Making Website Mock-Ups in Linux?
The Ubiquitous Web Designer asks: "I am trying to design a rather complex web page and am wondering if there are any tools which will allow me to make non-functioning mock-ups of each page so that a programmer can work from them. Obviously, it's hard to use the GIMP to make radio buttons, check-boxes, data entry fields, and so on. Can something help me design a page without much knowledge of HTML, or am I better off just doing it with paper and pencil by hand?"
Try Nvu, it's good enough.
Inkscape is perfect for this sort of thing. I've used it many times.
What if I do the same thing, and I do get different results?
Please do not do what you've asked about doing. Instead, pick up a copy of Paper Prototyping at http://www.paperprototyping.com/ then read it, and then you will save yourself a huge amount of time (much more than the time you take to understand the concept).
Your users will thank you.
Java tool, optimized for tablets though. http://dub.washington.edu/projects/denim/
I'll do the stupid thing first and then you shy people follow...

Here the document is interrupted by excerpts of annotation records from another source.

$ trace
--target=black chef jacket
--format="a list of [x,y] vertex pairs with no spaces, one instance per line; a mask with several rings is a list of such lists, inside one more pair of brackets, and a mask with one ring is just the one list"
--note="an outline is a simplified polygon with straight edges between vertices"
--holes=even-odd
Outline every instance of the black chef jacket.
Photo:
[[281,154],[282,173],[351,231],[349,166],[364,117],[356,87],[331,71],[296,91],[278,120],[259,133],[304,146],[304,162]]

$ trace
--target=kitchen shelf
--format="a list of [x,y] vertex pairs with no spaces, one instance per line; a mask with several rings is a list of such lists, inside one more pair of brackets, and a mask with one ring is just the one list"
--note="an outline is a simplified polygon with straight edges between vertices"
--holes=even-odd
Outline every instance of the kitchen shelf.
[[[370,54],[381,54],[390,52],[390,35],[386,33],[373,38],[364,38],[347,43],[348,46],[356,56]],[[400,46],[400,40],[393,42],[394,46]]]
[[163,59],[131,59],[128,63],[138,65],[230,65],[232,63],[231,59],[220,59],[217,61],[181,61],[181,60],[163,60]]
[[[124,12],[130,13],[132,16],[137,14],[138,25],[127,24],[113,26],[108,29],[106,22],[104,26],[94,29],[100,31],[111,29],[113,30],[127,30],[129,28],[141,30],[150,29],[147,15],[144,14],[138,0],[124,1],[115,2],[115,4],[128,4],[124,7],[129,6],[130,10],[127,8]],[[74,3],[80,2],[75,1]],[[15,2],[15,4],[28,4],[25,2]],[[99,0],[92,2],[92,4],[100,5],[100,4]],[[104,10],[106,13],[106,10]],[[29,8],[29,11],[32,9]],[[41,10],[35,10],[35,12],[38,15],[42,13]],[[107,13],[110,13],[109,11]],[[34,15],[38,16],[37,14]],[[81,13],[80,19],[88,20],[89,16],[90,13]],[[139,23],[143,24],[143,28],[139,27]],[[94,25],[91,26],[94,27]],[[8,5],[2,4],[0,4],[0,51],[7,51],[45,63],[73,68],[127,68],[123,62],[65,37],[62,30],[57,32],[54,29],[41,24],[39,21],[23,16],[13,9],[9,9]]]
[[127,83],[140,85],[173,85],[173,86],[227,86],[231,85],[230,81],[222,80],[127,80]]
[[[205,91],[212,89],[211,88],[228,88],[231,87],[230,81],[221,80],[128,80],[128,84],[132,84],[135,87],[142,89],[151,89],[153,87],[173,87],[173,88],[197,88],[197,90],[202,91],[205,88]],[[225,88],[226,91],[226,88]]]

When I worked as an HTML code slave, I would get mock-ups done in Photoshop, GIMP, pencil and paper, Dreamweaver, Word, Publisher, Open Office, whatever. What it all boils down to is that you need to work the way you work best and leave the coding up to the coders. If you are most comfortable doing your mock-ups in crayon, then do them in crayon. The important thing is to be sure that you have gotten your ideas across clearly and plainly, and have a little faith in your coders to do the job. If you can't trust them, then maybe you need new coders. o_O
Death looks every man in the face. All any man can do is look back and smile. - Marcus Aurelius
If you just want to show layout and don't want to draw by hand on paper, why not use xfig or some other diagram-drawing program? If you do a lot of this and want higher quality drawings, you can create a library of objects.
He's looking for fast prototyping, and he doesn't need functionality. He can ostensibly do the work in HTML, though that isn't his job; he just doesn't want to spend a week or two developing a prototype when he might be sending out a dozen for a single job. It's inefficient.